Statistical Uncertainty Analysis for Stochastic Simulation

TL;DR

This paper introduces a method to accurately quantify total statistical uncertainty in stochastic simulation outputs by combining bootstrapping, stochastic kriging metamodeling, and variance decomposition, addressing both simulation and input data uncertainties.

Contribution

It presents a novel approach that integrates bootstrapping and stochastic kriging to produce confidence intervals accounting for all sources of uncertainty in simulation performance estimates.

Findings

The method effectively captures combined simulation and input uncertainty.

Variance decomposition identifies the dominant source of uncertainty.

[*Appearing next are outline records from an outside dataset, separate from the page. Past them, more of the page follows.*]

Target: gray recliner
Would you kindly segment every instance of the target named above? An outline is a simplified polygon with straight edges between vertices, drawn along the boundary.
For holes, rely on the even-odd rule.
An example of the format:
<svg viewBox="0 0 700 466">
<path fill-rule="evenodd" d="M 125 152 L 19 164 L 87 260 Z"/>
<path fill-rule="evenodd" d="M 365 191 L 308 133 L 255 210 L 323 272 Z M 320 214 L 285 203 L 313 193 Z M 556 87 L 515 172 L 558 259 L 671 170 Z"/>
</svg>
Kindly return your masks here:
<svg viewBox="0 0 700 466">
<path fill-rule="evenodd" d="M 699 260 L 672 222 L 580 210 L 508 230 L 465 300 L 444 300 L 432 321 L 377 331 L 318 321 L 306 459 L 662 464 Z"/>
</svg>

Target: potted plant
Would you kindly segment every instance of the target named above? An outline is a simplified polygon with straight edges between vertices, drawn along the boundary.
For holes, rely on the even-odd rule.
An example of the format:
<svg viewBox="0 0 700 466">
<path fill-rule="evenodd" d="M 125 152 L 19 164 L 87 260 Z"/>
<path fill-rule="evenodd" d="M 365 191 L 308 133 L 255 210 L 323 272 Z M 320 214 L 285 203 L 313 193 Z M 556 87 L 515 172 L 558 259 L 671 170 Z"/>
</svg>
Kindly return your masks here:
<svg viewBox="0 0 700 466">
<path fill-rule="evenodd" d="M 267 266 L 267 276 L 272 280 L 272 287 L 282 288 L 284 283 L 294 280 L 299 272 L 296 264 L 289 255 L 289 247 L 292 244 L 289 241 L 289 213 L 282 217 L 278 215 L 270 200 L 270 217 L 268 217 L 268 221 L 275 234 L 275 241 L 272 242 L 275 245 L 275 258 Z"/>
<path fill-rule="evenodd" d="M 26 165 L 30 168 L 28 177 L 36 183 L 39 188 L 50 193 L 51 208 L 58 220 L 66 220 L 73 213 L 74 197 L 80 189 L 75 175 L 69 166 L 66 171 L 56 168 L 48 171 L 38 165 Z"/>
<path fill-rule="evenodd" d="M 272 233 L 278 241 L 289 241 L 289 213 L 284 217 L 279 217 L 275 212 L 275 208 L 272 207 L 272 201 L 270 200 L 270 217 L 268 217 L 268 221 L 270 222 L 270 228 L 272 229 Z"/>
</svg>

Empirical results show good finite-sample performance of the approach.

Abstract

When we use simulation to evaluate the performance of a stochastic system, the simulation often contains input distributions estimated from real-world data; therefore, there is both simulation and input uncertainty in the performance estimates. Ignoring either source of uncertainty underestimates the overall statistical error. Simulation uncertainty can be reduced by additional computation (e.g., more replications). Input uncertainty can be reduced by collecting more real-world data, when feasible. This paper proposes an approach to quantify overall statistical uncertainty when the simulation is driven by independent parametric input distributions; specifically, we produce a confidence interval that accounts for both simulation and input uncertainty by using a metamodel-assisted bootstrapping approach. The input uncertainty is measured via bootstrapping, an equation-based stochastic kriging metamodel propagates the input uncertainty to the output mean, and both simulation and metamodel uncertainty are derived using properties of the metamodel. A variance decomposition is proposed to estimate the relative contribution of input to overall uncertainty; this information indicates whether the overall uncertainty can be significantly reduced through additional simulation alone. Asymptotic analysis provides theoretical support for our approach, while an empirical study demonstrates that it has good finite-sample performance.